Dans la mise en œuvre de ce raisonnement, le Conseil d’État évite cependant une discussion le conduisant sur le terrain du conflit entre bloc de Constitutionnalité et droit de l’Union européenne en ne dépassant pas la première étape décrite auparavant.

Le paragraphe 15 est l’occasion d’une distinction opportune lui permettant d’éviter une discussion sur la compatibilité de la directive avec la Constitution. En effet, le Conseil d’État, reprenant la jurisprudence de la CJUE[4], restitue avec précision les différentes activités assurées par les gendarmes départementaux, de sorte que seulement certaines sont susceptibles de relever du champ de la Directive 2003/88/CE. Le Conseil d’État estime ainsi que « ne sauraient relever du champ d’application de la directive du 4 novembre 2003 les activités des militaires intervenant dans le cadre d’une opération militaire, de leur formation initiale, d’un entraînement opérationnel, ainsi que celles qui présentent un lien d’interdépendance avec des opérations militaires et pour lesquelles l’application de la directive se ferait au détriment du bon accomplissement de ces opérations », précisant au paragraphe 44 que sont visées notamment les activités menées « en cas de circonstances exceptionnelles ». Ainsi, pour les activités concernées par le champ de la Directive 2003/88/CE, le Conseil d’État reprend rigoureusement les modalités d’organisation du temps de travail, notamment en matière d’astreintes et de droit au repos, constatant ainsi que le temps de travail imposé à la gendarmerie départementale n’excède pas les quarante-huit heures fixées par la Directive 2003/88/CE.
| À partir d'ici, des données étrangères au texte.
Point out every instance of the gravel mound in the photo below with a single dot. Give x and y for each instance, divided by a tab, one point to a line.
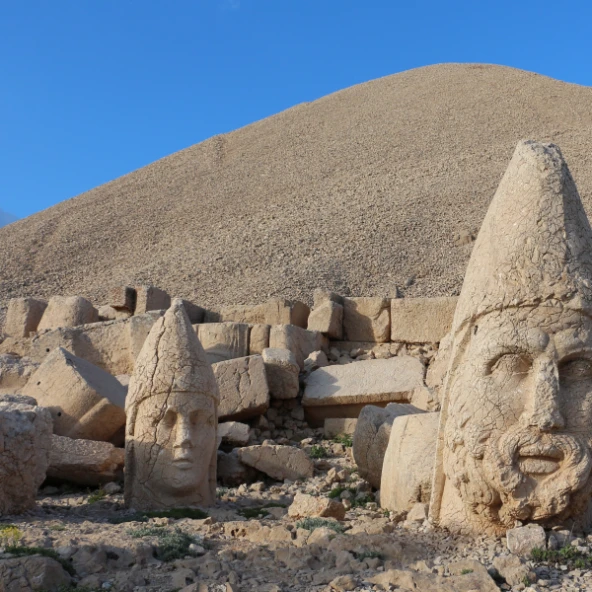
372	189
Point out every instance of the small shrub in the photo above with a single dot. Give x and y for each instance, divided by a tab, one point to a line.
312	523
317	451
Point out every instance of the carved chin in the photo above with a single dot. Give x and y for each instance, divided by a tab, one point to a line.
523	475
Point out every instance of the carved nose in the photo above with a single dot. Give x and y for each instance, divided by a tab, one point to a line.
543	409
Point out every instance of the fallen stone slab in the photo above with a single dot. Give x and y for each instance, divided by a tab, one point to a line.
23	316
409	459
85	402
242	383
67	311
282	373
342	391
366	319
85	462
224	341
25	440
278	462
371	438
421	320
305	505
299	341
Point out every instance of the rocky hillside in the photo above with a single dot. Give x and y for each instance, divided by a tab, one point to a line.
370	189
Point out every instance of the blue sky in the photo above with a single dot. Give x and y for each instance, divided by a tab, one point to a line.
92	90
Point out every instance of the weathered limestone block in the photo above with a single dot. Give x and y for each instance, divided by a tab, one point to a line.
112	346
85	462
32	573
279	462
342	391
243	388
409	462
371	438
67	311
123	298
516	427
305	506
335	426
282	373
151	298
85	402
421	320
172	419
25	433
366	319
15	373
23	316
258	339
328	319
299	341
224	341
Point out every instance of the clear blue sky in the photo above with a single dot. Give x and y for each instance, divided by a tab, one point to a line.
93	89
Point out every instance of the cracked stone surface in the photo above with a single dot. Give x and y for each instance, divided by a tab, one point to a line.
515	433
172	418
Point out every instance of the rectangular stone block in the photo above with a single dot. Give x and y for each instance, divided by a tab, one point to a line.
421	320
23	316
151	298
243	388
299	341
224	341
366	319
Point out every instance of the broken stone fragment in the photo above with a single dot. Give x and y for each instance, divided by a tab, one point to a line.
282	373
23	316
85	462
25	441
242	383
371	438
85	402
67	311
279	462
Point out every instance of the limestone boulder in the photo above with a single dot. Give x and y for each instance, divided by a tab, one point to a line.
32	573
85	462
224	341
25	442
278	462
23	316
421	320
371	438
342	391
282	373
409	460
85	402
67	311
244	392
299	341
151	298
305	506
327	319
366	319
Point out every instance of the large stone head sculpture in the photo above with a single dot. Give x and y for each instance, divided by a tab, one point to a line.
172	417
515	432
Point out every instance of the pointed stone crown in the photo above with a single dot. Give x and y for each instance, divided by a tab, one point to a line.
535	245
172	359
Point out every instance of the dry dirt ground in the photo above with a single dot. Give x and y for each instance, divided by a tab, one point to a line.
364	191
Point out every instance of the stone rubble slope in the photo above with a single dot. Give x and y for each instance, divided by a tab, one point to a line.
375	188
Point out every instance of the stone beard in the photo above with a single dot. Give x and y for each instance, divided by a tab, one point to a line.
518	440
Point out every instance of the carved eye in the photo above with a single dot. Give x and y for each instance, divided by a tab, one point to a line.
578	369
510	364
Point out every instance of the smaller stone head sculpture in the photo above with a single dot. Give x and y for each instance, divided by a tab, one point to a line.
172	419
515	433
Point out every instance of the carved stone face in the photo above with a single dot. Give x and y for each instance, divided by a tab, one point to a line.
184	434
517	445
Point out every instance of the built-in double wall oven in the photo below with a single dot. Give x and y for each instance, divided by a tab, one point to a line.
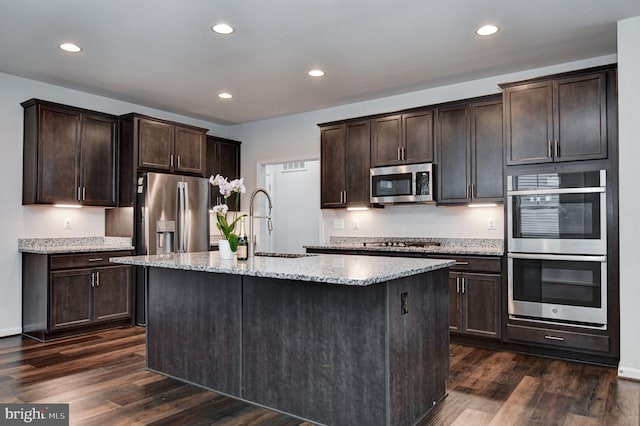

La solution a de quoi apaiser les inquiétudes boulangistes, la Cour de Justice de l’Union Européenne n’est pas à accabler pour les difficultés rencontrées par le service public des armées.


[1] Par exemple : https://www.valeursactuelles.com/politique/la-cour-de-justice-de-lunion-europeenne-somme-larmee-francaise-de-moins-travailler/ ou encore https://www.lexpress.fr/actualite/monde/europe/pourquoi-un-arret-europeen-sur-le-temps-de-travail-de-l-armee-suscite-la-colere-de-la-france_2155217.html

[2] CJUE, 15 juillet 2021, B.K. c/ Republika Slovenija (Ministrstvo za obrambo), aff. C‑742/19.

[3] Directive 2003/88/CE concernant certains aspects de l’aménagement du temps de travail, JOUE L 299/9, 18/11/2003.

[4] CJUE, 15 juillet 2021, B.K. c/ Republika Slovenija (Ministrstvo za obrambo), aff. C‑742/19.


[1] CJUE, 15 juillet 2021, B.K. c/ Republika Slovenija (Ministrstvo za obrambo), aff. C‑742/19.

[2] Directive 2003/88/CE concernant certains aspects de l’aménagement du temps de travail, JOUE L 299/9, 18/11/2003.